21
Feb 2015, Shailendra Kadre and Venkat Reddy
By
the end of this blog post, you will get some basic idea the following concepts
that are essential for proceeding with business analytics techniques:
1.
The difference between population and
sample
2.
Different types of sampling
3.
The difference between variable and
parameter
4.
The differences between descriptive,
inferential, and predictive statistics
5.
The steps involved in solving a business
analytics problem
1. Population and Sample
Population
is the complete set of objects or data records that are available for an
analytics project or data analysis. For example, in a countrywide marketing
campaign, a narrowed-down list of the country’s citizens will form the population for the analytics problem.
Generally it might not be possible to analyze the entire population because of
the sheer size of the data, availability of time, funding, or limited
processing power of available computing machines. These reasons may compel you
to consider only a subset of the population. This subset is usually referred to
as a sample in statistical
terminology. If properly chosen, analyzing with a sample can be as good as
analyzing the full population.
2. Different Types of Sampling
A
sample can be formally defined as the
subset of a population that is selected for analysis. The procedure of creating
or collecting this subset is called sampling.
Sometimes, it might be necessary to manually collect some records from the
overall population. There are several types of sampling techniques. The
following are the ones that are most commonly used in business analytics
projects.
Simple
random sampling is the most commonly used sampling method. Randomly choosing
some records from a population (denoted by n) is called simple random sampling.
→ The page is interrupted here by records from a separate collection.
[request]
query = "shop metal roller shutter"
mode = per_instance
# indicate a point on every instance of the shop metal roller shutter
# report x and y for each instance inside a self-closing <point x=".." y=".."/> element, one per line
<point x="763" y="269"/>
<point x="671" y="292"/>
There are several methods for deciding on the right sample size. Sometimes the
business problem that we are handling gives us an idea of the sample size. Once
the sample size (n) has been decided based on one of the methods, records are
randomly selected from the population. Convenient functions are available in
SAS for this purpose.
A classic
example of random sampling is of a blindfolded man picking up ten apples from a
basket full of apples. All the apples have an equal probability of being picked
from the basket.
Consider
an example population, which has preexisting segments of same or different
sizes. Segments are the population records that are already classified into a
distinct number of subgroups. In such a case, it is best to do a random
sampling from each segment; as such, a sample will truly represent the nature
of such population.
The
size of each segment can be based upon the proportion of that segment in the
entire population. Such segments are usually referred to as strata. The process
of simple random sampling from each strata is called stratified sampling.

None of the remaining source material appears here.